I’ve been skeptical about AI-powered workflow generation because most of the time it feels like marketing. But I was curious enough to test it out properly.
Here’s what I tried: I described a fairly complex process we run monthly—pulling data from three sources, enriching it with an external API, running some analysis, then sending reports to different teams based on criteria. About three steps worth of complexity.
The idea is you just describe it in plain English and the AI generates a workflow you can immediately run. In theory, this cuts down the time spent clicking around the builder or writing custom code.
But what I want to know is: how much customization actually happens before you deploy? Does the generated workflow usually just work, or do you end up rebuilding half of it anyway? And more importantly, does this actually change the time-to-value calculation when you’re comparing platforms?
I’m wondering if this is genuinely faster than building it in Make or Zapier from scratch, or if the time savings are just being deferred until you hit the customization phase and the generated code doesn’t match your actual needs.
I’ve tested this with a few workflows and honestly the results depend on how specific your description is. When I was vague—just said ‘pull data and analyze it’—the output was pretty generic and needed heavy customization.
But when I spent time actually writing out the requirements clearly, describing the exact fields I needed, the error cases, and how data should flow between steps, the generated workflow was much closer to production ready. We’re talking 70-80% of the way there instead of 40%.
The time calculation does shift though. Instead of spending 2 hours building something from scratch, maybe you spend 30 minutes writing a good description and 45 minutes fixing the generated output. Not revolutionary, but it does reduce the friction for people who aren’t comfortable in the builder UI.
The key thing I learned is that generated workflows are really useful for the tedious repetitive parts. Like, the AI will handle 80% of the plumbing correctly—connecting the sources, handling pagination, basic error handling. What it doesn’t do well is understand your business logic nuances.
So if your workflow is mostly standard data movement with some analysis on top, the generated version probably gets you 85% there. If it’s heavily customized business logic, maybe 50%. Either way, it beats staring at a blank canvas when you’re not sure how to structure something.
The reality is that AI-generated workflows work best when your process follows common patterns. We tested this on several automation scenarios. For standard ETL-type workflows—extract, transform, load—the generated code is genuinely close to production quality. For more specialized workflows with complex conditional logic or unusual data transformations, you’ll be doing more manual work.

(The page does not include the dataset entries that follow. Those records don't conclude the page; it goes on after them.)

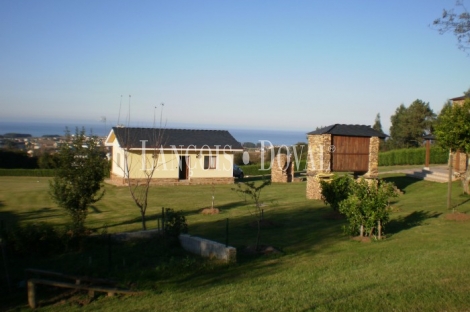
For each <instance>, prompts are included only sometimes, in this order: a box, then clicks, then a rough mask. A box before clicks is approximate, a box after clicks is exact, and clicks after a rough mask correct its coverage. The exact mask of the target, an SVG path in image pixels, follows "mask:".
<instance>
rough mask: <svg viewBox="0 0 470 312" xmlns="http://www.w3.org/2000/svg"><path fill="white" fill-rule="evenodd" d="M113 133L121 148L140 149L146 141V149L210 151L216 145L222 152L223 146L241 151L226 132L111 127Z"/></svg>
mask: <svg viewBox="0 0 470 312" xmlns="http://www.w3.org/2000/svg"><path fill="white" fill-rule="evenodd" d="M113 131H114V134H115V135H116V139H117V140H118V142H119V145H120V146H121V147H129V148H142V140H147V142H145V147H146V148H155V147H158V148H160V147H161V146H163V148H172V146H176V147H177V148H188V147H191V148H202V147H203V146H204V145H206V146H209V148H211V149H216V148H217V145H218V146H219V147H218V148H219V149H220V150H223V148H224V146H226V145H230V146H231V149H232V150H233V149H243V147H242V146H241V144H240V143H239V142H237V140H235V138H234V137H233V136H232V135H231V134H230V132H228V131H226V130H189V129H159V128H127V127H113ZM159 136H160V137H161V138H160V139H159ZM156 145H157V146H156Z"/></svg>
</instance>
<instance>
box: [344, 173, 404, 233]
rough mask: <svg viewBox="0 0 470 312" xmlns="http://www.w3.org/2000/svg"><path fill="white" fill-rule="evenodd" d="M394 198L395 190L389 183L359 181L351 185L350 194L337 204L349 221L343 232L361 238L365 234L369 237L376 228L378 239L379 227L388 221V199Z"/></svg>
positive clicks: (380, 227) (387, 182)
mask: <svg viewBox="0 0 470 312" xmlns="http://www.w3.org/2000/svg"><path fill="white" fill-rule="evenodd" d="M396 196H397V193H396V189H395V187H394V185H393V183H390V182H384V181H374V180H369V181H367V180H365V179H361V180H359V181H358V182H357V183H353V184H352V185H351V194H350V195H349V196H348V198H346V199H345V200H343V201H341V202H340V203H339V211H340V212H341V213H342V214H344V215H345V216H346V218H347V219H348V221H349V226H347V227H344V230H345V232H347V233H348V234H351V235H357V234H360V235H361V236H363V234H364V232H366V233H367V234H368V235H369V236H371V235H372V233H373V232H374V229H375V228H376V226H377V232H378V235H379V237H380V236H381V234H382V233H381V227H382V226H383V225H385V224H386V223H387V222H388V221H389V210H388V203H389V198H390V197H396Z"/></svg>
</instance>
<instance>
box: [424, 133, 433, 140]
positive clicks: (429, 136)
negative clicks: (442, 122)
mask: <svg viewBox="0 0 470 312" xmlns="http://www.w3.org/2000/svg"><path fill="white" fill-rule="evenodd" d="M423 139H425V140H435V139H436V137H435V136H434V135H433V134H431V133H430V134H426V135H423Z"/></svg>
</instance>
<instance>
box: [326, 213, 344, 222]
mask: <svg viewBox="0 0 470 312" xmlns="http://www.w3.org/2000/svg"><path fill="white" fill-rule="evenodd" d="M322 218H323V219H325V220H342V219H344V215H342V214H341V213H340V212H339V211H330V212H328V213H325V214H324V215H323V216H322Z"/></svg>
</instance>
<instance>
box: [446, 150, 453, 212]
mask: <svg viewBox="0 0 470 312" xmlns="http://www.w3.org/2000/svg"><path fill="white" fill-rule="evenodd" d="M452 162H453V157H452V151H449V181H448V182H447V209H450V206H451V204H452V203H451V195H452V170H453V169H452V165H453V164H452Z"/></svg>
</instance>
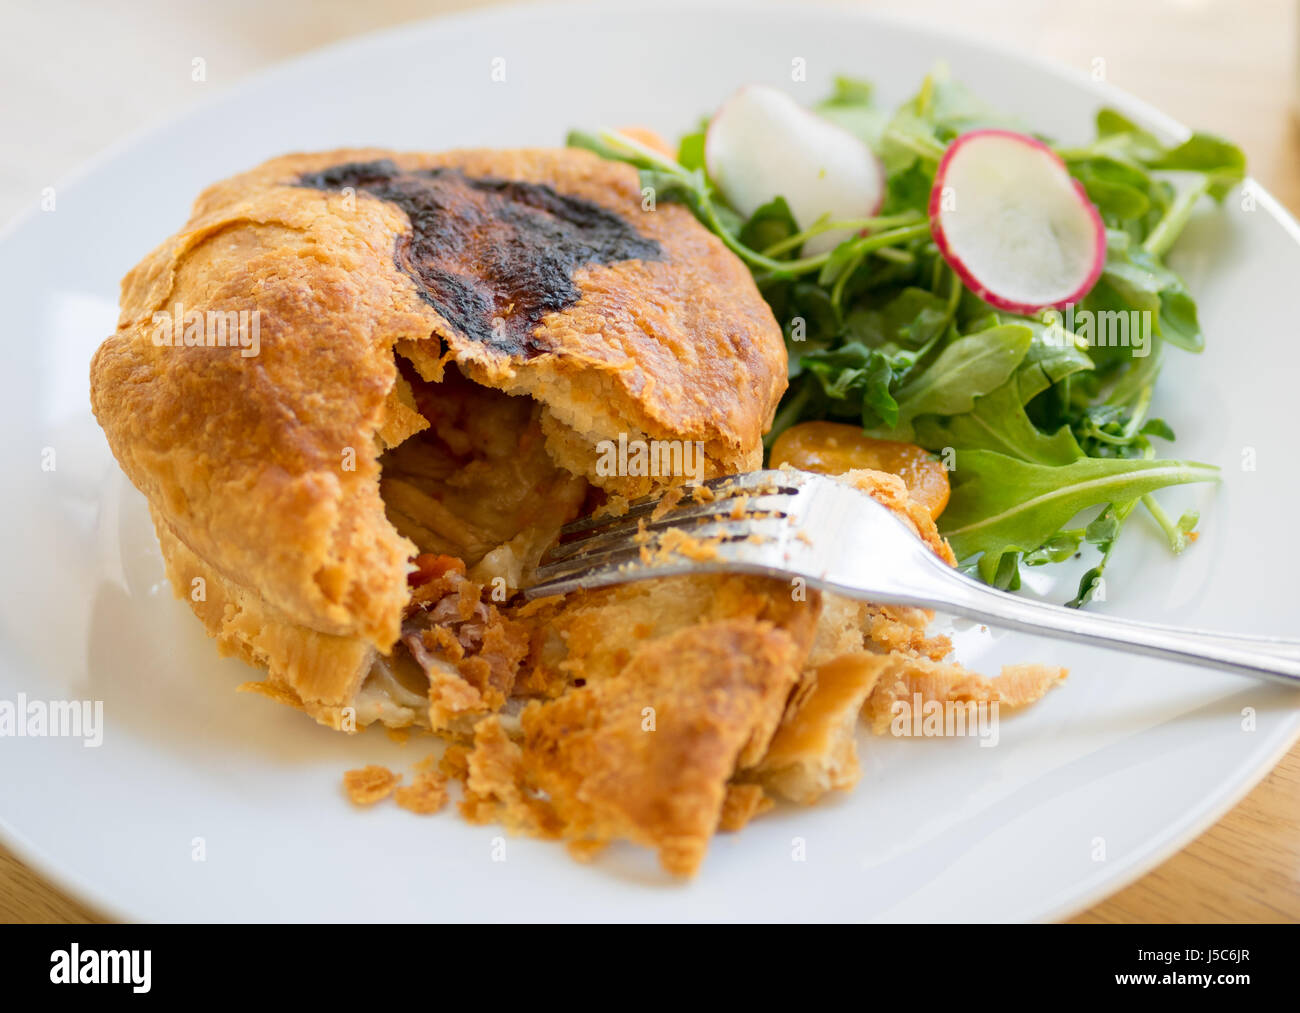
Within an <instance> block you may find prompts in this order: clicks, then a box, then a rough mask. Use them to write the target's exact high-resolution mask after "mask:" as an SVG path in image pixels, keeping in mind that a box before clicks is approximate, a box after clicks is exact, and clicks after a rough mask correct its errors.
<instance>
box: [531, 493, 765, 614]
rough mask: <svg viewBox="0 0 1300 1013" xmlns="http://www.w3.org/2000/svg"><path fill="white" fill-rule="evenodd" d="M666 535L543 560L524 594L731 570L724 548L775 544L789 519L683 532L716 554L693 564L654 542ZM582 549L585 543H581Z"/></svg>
mask: <svg viewBox="0 0 1300 1013" xmlns="http://www.w3.org/2000/svg"><path fill="white" fill-rule="evenodd" d="M669 529H679V531H680V528H663V529H660V531H659V532H654V533H651V537H649V538H646V540H645V541H640V542H632V541H630V540H629V538H625V537H624V538H608V540H606V538H602V540H599V544H598V545H595V546H591V549H590V551H581V553H575V554H571V555H568V557H565V558H563V559H551V558H549V557H547V558H543V559H542V563H541V566H538V567H537V570H536V572H534V579H536V583H534V584H533V586H532V588H529V589H528V590H526V593H528V596H529V597H541V596H543V594H547V593H554V592H551V590H549V588H550V586H551V585H556V584H562V583H568V581H573V580H575V579H576V577H580V576H581V577H582V580H581V584H582V586H597V585H598V584H599V583H615V581H614V580H603V581H597V580H594V577H595V575H597V573H598V572H604V573H616V575H617V579H620V580H627V579H629V576H628V573H630V572H636V573H637V575H640V576H660V575H666V573H667V572H669V571H681V570H692V571H698V570H702V568H706V567H707V566H710V564H718V566H719V568H735V559H733V558H729V557H731V555H732V554H729V553H727V551H725V546H728V545H729V544H733V542H761V544H762V542H780V540H781V536H783V534H787V533H789V532H790V527H789V515H788V514H783V515H781V516H780V518H776V516H768V518H759V519H753V518H746V519H745V520H742V521H735V520H718V521H715V523H711V524H710V523H703V524H698V525H695V527H694V528H690V529H688V532H686V533H688V534H689V536H690V538H692V540H693V541H695V542H697V544H699V545H702V546H708V547H710V549H715V550H718V555H716V558H693V557H692V555H688V554H684V553H680V551H675V550H672V549H671V547H668V549H666V547H664V546H663V545H662V544H660V541H659V536H662V534H663V533H664V532H667V531H669ZM582 546H584V547H586V542H582Z"/></svg>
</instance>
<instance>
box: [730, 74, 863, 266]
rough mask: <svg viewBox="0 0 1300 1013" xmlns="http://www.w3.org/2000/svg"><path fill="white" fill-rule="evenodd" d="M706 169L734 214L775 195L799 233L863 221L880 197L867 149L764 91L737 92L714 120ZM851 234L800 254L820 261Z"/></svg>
mask: <svg viewBox="0 0 1300 1013" xmlns="http://www.w3.org/2000/svg"><path fill="white" fill-rule="evenodd" d="M705 164H706V165H707V168H708V176H710V178H711V179H712V181H714V182H715V183H716V185H718V189H719V190H722V192H723V196H725V198H727V203H729V204H731V205H732V207H733V208H736V211H738V212H740V213H741V215H744V216H745V217H749V216H751V215H753V213H754V212H755V211H758V209H759V208H761V207H762V205H763V204H767V203H768V202H770V200H772V199H775V198H777V196H781V198H785V203H787V205H788V207H789V209H790V215H792V216H793V217H794V222H796V224H797V225H798V228H800V229H809V228H811V226H814V225H816V224H818V222H819V221H822V220H823V218H824V220H827V221H846V220H852V218H870V217H872V216H875V213H876V212H878V211H879V209H880V204H881V202H883V200H884V195H885V179H884V169H883V168H881V165H880V161H879V159H876V156H875V153H874V152H872V151H871V148H868V147H867V146H866V144H865V143H863V142H862V140H859V139H858V138H857V137H854V135H853V134H850V133H849V131H848V130H845V129H844V127H840V126H836V125H835V124H832V122H831V121H829V120H823V118H822V117H820V116H818V114H816V113H813V112H809V111H807V109H805V108H803V107H802V105H800V104H798V103H797V101H794V99H792V98H790V96H789V95H787V94H785V92H784V91H779V90H777V88H772V87H767V86H766V85H749V86H748V87H744V88H741V90H740V91H737V92H736V94H735V95H732V96H731V98H729V99H728V100H727V101H724V103H723V104H722V107H720V108H719V109H718V112H716V113H714V118H712V120H710V122H708V130H707V133H706V135H705ZM850 235H853V230H848V229H833V230H831V231H826V233H820V234H818V235H814V237H810V238H809V241H807V242H805V243H803V252H805V254H809V255H815V254H823V252H826V251H828V250H833V248H835V247H836V246H839V244H840V243H841V242H844V241H845V239H848V238H849V237H850Z"/></svg>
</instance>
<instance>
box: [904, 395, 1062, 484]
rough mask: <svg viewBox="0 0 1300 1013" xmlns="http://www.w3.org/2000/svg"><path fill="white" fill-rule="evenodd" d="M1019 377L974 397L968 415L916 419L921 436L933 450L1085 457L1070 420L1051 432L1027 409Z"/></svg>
mask: <svg viewBox="0 0 1300 1013" xmlns="http://www.w3.org/2000/svg"><path fill="white" fill-rule="evenodd" d="M1018 381H1019V377H1018V376H1013V377H1011V378H1010V380H1008V381H1006V382H1005V384H1004V385H1002V386H1000V388H998V389H997V390H995V391H992V393H991V394H985V395H984V397H982V398H976V399H975V407H974V408H972V410H971V411H969V412H965V414H963V415H954V416H950V417H946V419H944V417H940V416H936V415H926V416H922V417H920V419H917V421H915V427H914V429H915V434H917V441H918V442H919V443H920V445H922V446H923V447H926V449H928V450H936V451H937V450H943V449H944V447H953V449H956V450H992V451H997V453H998V454H1006V455H1008V456H1013V458H1018V459H1019V460H1027V462H1035V463H1039V464H1049V466H1057V464H1069V463H1071V462H1074V460H1078V459H1079V458H1082V456H1083V451H1082V450H1080V449H1079V443H1078V442H1075V438H1074V433H1071V432H1070V427H1069V425H1062V427H1061V428H1060V429H1057V432H1056V433H1052V434H1050V436H1049V434H1047V433H1043V432H1041V430H1039V429H1037V427H1035V425H1034V423H1031V421H1030V417H1028V416H1027V415H1026V414H1024V406H1023V402H1022V395H1021V393H1019V389H1018V386H1019V382H1018Z"/></svg>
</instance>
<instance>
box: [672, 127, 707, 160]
mask: <svg viewBox="0 0 1300 1013" xmlns="http://www.w3.org/2000/svg"><path fill="white" fill-rule="evenodd" d="M677 161H679V163H680V164H681V168H684V169H703V168H705V131H703V130H699V131H697V133H694V134H686V135H685V137H684V138H682V139H681V143H680V144H679V146H677Z"/></svg>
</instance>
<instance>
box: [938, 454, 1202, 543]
mask: <svg viewBox="0 0 1300 1013" xmlns="http://www.w3.org/2000/svg"><path fill="white" fill-rule="evenodd" d="M953 477H954V481H953V494H952V499H950V501H949V505H948V508H946V510H945V511H944V515H943V518H941V524H940V531H941V532H943V533H944V534H945V537H946V538H948V540H949V542H950V544H952V546H953V551H954V553H956V554H957V557H958V559H967V558H972V557H976V555H987V557H992V558H995V559H996V558H998V557H1001V555H1004V554H1005V553H1009V551H1018V553H1024V551H1032V550H1035V549H1039V547H1040V546H1041V545H1044V544H1045V542H1047V541H1048V540H1049V538H1050V537H1052V536H1053V534H1056V533H1057V532H1058V531H1060V529H1061V528H1062V527H1063V525H1065V523H1066V521H1067V520H1070V519H1071V518H1073V516H1075V515H1076V514H1079V512H1082V511H1084V510H1087V508H1088V507H1092V506H1096V505H1099V503H1110V502H1128V501H1132V499H1138V498H1140V497H1143V495H1145V494H1148V493H1152V492H1154V490H1156V489H1162V488H1165V486H1166V485H1180V484H1184V482H1204V481H1217V480H1218V468H1216V467H1213V466H1209V464H1197V463H1193V462H1184V460H1145V459H1138V460H1132V459H1102V458H1080V459H1078V460H1074V462H1071V463H1069V464H1060V466H1049V464H1036V463H1031V462H1024V460H1018V459H1015V458H1013V456H1008V455H1006V454H997V453H995V451H991V450H958V451H957V468H956V471H954V472H953Z"/></svg>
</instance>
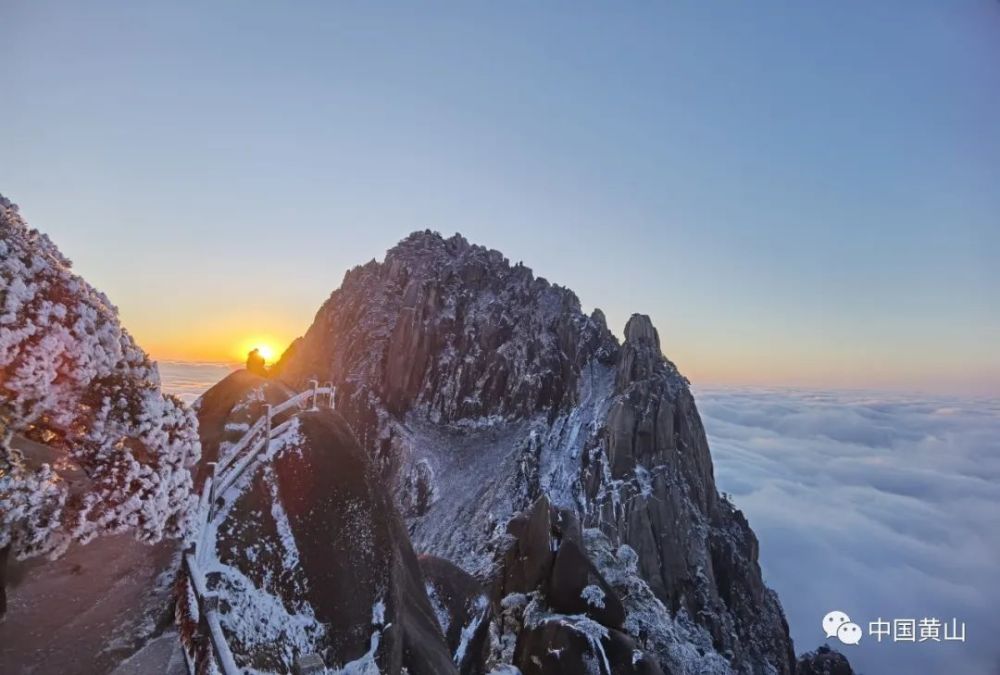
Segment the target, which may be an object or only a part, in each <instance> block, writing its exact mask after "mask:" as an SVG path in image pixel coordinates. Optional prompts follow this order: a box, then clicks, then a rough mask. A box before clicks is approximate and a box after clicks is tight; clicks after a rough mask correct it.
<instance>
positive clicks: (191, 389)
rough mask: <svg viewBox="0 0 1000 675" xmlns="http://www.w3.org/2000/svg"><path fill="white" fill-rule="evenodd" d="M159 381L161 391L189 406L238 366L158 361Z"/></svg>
mask: <svg viewBox="0 0 1000 675" xmlns="http://www.w3.org/2000/svg"><path fill="white" fill-rule="evenodd" d="M157 366H158V367H159V369H160V381H161V382H162V385H163V390H164V391H166V392H169V393H171V394H174V395H175V396H178V397H180V399H181V400H183V401H184V402H185V403H188V404H191V403H194V401H195V400H196V399H197V398H198V397H199V396H201V395H202V394H204V393H205V392H206V391H208V389H209V388H211V386H212V385H213V384H215V383H216V382H218V381H219V380H221V379H222V378H224V377H225V376H226V375H228V374H229V373H231V372H233V371H234V370H235V369H236V368H237V367H238V366H234V365H233V364H229V363H196V362H187V361H160V362H159V363H158V364H157Z"/></svg>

The time savings become meaningful when you factor in the onboarding benefit. Junior team members or non-technical stakeholders can describe what they need in English rather than struggling with the UI or waiting for engineering help. That’s where the ROI actually shows up.
From what I’ve seen, the value proposition shifts depending on your team’s makeup. For teams with strong technical skills, the time savings aren’t dramatic because they can already build efficiently in the UI. For teams without deep technical expertise, the gap between describing in English and getting a working workflow is significant.
The customization phase is real. Plan on 30-40% additional work to refine generated workflows for production use. The math works because you’re saving the initial design phase where people are usually stuck figuring out how to even start.
Where this becomes valuable in the platform comparison is time-to-value for non-technical users. Make and Zapier require you to understand their UI semantics before you can build anything. This approach removes that friction.
I’ve been testing workflow generation for a few months now, and it’s actually addressed a real bottleneck we had. The bottleneck wasn’t technical—it was getting requirements out of people’s heads and into a working workflow.
What changed for us was the ability to describe the process and get something immediately runnable. For a monthly report automation that used to take 3-4 hours to build and test, we went through the description, got the generated workflow in maybe 20 minutes, then spent another 45 minutes refining it for our specific business rules.
The time math is better, but the bigger win is that our operations team can now iterate on workflows themselves instead of waiting for me to make changes. They describe what they need, the AI generates a first pass, they tweak it, and we deploy. That feedback loop is way faster.
When you’re comparing this against Make or Zapier, the advantage is that you’re not stuck learning UI patterns or writing repetitive integration logic. The AI handles the boilerplate, you focus on actual business requirements.